Google lance AI Overviews en France sans concertation avec les éditeurs de presse
AI Overviews, le nouvel outil de Google, est lancé en France à partir de ce mercredi. Cette fonctionnalité propose un résumé de réponses créé par Gemini, le modèle d’IA de Google, placé sous la barre de recherche, mais au-dessus des liens renvoyant vers des pages web. Ce positionnement suscite de vives inquiétudes chez les éditeurs de presse français, qui redoutent que les internautes se contentent de ces réponses synthétiques sans cliquer sur les liens des sites d’information.
"C’est un tournant pour les éditeurs de presse, car une partie de leur écosystème risque de s’en trouver profondément bouleversée", souligne Marc Feuillée, président de l’Alliance de la presse d’information générale et directeur général du groupe Figaro. Le trafic généré par Google Search représente une part importante pour de nombreux sites et applications, voire essentielle pour certains. La conséquence sera de les priver d’une partie de leurs revenus.
Un impact économique redouté
Les craintes des éditeurs sont appuyées par des projections alarmantes. "A l’horizon 2026, les éditeurs s’attendent à ce que le trafic provenant des moteurs de recherche diminue de près de moitié (-43%) au cours des trois prochaines années", estimait Reuters Institute dans son rapport "Digital News" publié en juin. Cette perspective fait craindre une remise en cause profonde du modèle économique de la presse en ligne, largement dépendant de l’audience générée par les moteurs de recherche.
Depuis que Google a officialisé l’arrivée d’Overviews en France, les sites sont invités à suivre avec attention les indicateurs d’audience qui pourraient établir un lien direct entre cette arrivée et une chute d’audience, ce qui entraînerait une baisse de rémunération au titre des droits voisins.
La France était l’un des derniers pays où Google n’avait encore déployé AI Overviews, alors que la fonctionnalité a été étendue à 200 pays fin mai. Ce retard s’explique par la particularité des négociations avec les éditeurs de presse autour des droits voisins.
Après la sanction de 250 millions d’euros que lui a infligée l’Autorité de la concurrence française en mars 2024 pour non-respect de ses engagements dans le cadre des droits voisins, Google a pris le temps avant de leur proposer une mise à jour de leur contrat pour prendre en considération ce nouvel affichage de leurs contenus. Malgré l’ouverture de discussions, le géant américain a choisi de lancer son service sans attendre leur aboutissement. "J’aurais souhaité un accord préalable, insiste Marc Feuillée. Je regrette cette situation de fait accompli et je m’en inquiète."

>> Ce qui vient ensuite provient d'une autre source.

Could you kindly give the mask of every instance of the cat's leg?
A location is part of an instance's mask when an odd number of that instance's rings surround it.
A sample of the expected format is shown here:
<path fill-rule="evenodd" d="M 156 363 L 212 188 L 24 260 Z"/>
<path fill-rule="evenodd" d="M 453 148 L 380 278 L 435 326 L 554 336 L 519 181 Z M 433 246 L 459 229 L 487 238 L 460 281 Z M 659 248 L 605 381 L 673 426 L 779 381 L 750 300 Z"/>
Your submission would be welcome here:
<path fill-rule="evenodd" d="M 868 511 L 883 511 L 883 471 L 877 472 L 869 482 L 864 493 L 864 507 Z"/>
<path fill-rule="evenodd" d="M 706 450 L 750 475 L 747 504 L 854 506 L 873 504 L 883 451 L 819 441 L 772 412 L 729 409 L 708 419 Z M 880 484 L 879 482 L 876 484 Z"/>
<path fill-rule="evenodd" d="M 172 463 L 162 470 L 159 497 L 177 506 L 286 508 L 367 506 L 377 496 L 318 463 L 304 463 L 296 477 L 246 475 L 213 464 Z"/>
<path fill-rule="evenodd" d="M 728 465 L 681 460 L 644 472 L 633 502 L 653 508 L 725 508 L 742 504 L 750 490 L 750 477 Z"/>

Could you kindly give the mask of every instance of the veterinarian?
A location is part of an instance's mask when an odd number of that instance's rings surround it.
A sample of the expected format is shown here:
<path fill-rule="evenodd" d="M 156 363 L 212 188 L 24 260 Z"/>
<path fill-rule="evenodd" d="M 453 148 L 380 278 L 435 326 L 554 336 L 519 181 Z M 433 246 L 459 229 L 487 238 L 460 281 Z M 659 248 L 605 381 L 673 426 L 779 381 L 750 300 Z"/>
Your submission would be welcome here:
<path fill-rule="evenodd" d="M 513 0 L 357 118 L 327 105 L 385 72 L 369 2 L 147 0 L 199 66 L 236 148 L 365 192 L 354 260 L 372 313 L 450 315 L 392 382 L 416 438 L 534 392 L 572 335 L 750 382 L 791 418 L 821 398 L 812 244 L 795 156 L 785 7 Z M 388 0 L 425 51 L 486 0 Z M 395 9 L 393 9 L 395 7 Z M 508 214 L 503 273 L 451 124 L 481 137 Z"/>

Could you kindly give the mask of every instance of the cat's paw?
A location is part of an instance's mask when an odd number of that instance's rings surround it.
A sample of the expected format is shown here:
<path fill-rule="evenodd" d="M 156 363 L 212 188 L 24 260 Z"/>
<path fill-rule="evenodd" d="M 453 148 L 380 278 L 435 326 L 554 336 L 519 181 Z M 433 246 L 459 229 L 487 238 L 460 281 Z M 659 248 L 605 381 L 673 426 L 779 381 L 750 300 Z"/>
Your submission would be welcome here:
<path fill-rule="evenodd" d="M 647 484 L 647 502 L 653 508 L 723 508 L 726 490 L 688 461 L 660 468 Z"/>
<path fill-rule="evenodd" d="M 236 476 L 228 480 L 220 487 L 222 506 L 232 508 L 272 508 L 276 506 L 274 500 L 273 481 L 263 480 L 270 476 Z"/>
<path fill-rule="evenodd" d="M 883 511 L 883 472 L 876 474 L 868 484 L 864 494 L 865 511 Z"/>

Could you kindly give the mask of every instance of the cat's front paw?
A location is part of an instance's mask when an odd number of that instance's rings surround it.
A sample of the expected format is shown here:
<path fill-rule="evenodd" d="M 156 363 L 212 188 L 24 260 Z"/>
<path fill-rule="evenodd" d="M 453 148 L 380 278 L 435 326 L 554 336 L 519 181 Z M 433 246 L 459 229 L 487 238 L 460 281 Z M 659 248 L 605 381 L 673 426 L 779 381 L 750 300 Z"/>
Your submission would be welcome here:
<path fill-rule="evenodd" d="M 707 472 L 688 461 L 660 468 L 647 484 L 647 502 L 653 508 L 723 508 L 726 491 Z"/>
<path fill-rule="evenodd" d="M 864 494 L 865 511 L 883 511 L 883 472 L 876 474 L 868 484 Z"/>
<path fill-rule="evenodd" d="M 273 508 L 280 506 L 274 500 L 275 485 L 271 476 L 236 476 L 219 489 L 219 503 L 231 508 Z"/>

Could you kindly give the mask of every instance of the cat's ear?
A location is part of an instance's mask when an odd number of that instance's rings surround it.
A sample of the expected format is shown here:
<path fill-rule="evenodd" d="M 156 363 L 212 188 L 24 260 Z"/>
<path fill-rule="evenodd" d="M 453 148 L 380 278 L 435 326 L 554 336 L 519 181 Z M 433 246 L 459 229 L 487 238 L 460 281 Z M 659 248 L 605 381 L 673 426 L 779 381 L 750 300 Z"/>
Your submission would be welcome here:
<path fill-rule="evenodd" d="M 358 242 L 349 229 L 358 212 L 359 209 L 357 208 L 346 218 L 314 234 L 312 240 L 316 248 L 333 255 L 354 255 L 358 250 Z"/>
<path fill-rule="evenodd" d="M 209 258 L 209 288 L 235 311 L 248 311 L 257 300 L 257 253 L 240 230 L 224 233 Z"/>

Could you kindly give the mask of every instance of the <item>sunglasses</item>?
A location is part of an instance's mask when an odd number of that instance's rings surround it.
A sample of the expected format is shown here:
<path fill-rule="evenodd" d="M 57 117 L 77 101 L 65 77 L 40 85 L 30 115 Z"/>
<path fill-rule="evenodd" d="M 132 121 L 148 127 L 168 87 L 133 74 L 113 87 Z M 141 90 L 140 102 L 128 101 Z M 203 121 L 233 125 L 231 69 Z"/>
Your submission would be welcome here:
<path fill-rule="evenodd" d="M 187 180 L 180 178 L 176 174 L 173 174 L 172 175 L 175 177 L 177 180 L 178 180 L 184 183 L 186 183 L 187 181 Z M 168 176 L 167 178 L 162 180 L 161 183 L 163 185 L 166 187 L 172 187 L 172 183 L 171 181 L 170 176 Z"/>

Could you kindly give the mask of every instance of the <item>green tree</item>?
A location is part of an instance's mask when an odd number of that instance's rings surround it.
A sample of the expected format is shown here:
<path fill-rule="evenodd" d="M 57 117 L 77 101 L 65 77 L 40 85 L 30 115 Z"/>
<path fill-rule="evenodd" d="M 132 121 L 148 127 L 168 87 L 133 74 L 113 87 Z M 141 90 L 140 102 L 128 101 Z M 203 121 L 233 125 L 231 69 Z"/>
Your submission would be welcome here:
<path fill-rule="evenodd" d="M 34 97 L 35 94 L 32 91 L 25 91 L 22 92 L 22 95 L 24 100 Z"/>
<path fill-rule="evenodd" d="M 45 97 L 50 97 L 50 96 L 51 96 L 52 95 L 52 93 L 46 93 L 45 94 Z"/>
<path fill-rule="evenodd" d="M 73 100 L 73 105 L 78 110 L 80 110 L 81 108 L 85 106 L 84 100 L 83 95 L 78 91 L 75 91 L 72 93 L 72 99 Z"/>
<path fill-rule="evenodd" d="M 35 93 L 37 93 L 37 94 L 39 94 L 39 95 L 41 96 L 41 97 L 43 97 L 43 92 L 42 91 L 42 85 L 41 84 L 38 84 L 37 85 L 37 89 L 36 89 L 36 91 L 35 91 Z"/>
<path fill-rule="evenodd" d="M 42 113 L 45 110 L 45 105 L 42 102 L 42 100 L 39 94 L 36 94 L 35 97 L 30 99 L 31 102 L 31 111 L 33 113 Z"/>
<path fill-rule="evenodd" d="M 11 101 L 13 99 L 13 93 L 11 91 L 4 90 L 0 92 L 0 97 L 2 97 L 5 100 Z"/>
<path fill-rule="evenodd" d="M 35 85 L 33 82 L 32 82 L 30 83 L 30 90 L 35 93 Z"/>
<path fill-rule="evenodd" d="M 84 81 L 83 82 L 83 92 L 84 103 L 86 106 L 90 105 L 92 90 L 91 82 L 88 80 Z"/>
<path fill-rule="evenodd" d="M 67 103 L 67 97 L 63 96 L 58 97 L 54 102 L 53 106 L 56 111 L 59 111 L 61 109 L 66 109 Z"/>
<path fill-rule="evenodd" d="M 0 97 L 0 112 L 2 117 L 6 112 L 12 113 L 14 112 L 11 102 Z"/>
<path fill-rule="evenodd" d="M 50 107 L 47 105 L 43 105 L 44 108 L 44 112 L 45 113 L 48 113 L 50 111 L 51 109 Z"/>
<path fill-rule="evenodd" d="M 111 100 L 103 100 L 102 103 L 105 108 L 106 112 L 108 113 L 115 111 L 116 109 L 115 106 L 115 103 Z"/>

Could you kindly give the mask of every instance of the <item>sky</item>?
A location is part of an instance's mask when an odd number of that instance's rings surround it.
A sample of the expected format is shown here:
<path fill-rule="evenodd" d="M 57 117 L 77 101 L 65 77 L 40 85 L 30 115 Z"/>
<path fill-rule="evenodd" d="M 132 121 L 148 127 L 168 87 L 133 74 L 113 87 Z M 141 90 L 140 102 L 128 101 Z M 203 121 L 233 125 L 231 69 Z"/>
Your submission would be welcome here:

Un "opt-out" contesté par les éditeurs
Google a aussi introduit un "opt-out" pour les éditeurs pour, soi-disant, laisser le choix à un éditeur d’apparaître ou non dans ces fonctionnalités de recherche générative par IA, sans que cela n’affecte son indexation ou les résultats de recherche. Ce choix n’en est pas un, selon plusieurs éditeurs. "Si on s’exclut, on perd sur tous les fronts", souligne l’un d’eux.
Les éditeurs de presse ne contestent pas l’arrivée de l’IA en tant que nouvelle technologie, mais bien les conditions dans lesquelles elle se fait. "Personne n’est contre l’implémentation de l’IA, c’est un fait", peste un éditeur. Ils rappellent que la rémunération au titre des droits voisins est essentielle pour garantir la production d’une information de qualité. "Il y a une vraie inquiétude sur l’avenir du modèle économique des éditeurs", souligne Marc Feuillée.
Depuis que Google a officialisé l’arrivée d’Overviews en France, les éditeurs surveillent de près l’évolution de leur audience et s’interrogent sur la protection effective que leur garantissent les engagements pris par Google devant l’Autorité de la concurrence. "Les éditeurs français sont-ils toujours protégés par les engagements pris par Google devant l’Autorité de la concurrence ?", s’interroge toutefois Marc Feuillée. La question de la juste rémunération des contenus utilisés par l’IA reste au cœur des préoccupations.
Vers de nouvelles négociations ?
Un accord sur les droits voisins du droit d'auteur, couvrant plus de 300 titres de presse quotidienne nationale, régionale et locale en France, a été renouvelé entre Google et la presse en janvier 2025. Mais le lancement des outils IA de Google en France s'accompagne d'engagements sur la rémunération des éditeurs, tout en suscitant de nouvelles inquiétudes sur l’impact pour la presse.
"Il faut accélérer les discussions. Un accord est indispensable. L’Alliance des Quotidiens a toujours démontré par le passé sa capacité à nouer des accords. C’est dans l’intérêt de tout le monde", ajoute Marc Feuillée. "Si Google demande des droits supplémentaires d’utilisation de nos contenus, il doit trouver le moyen de conclure un accord", ajoute Louis Dreyfus.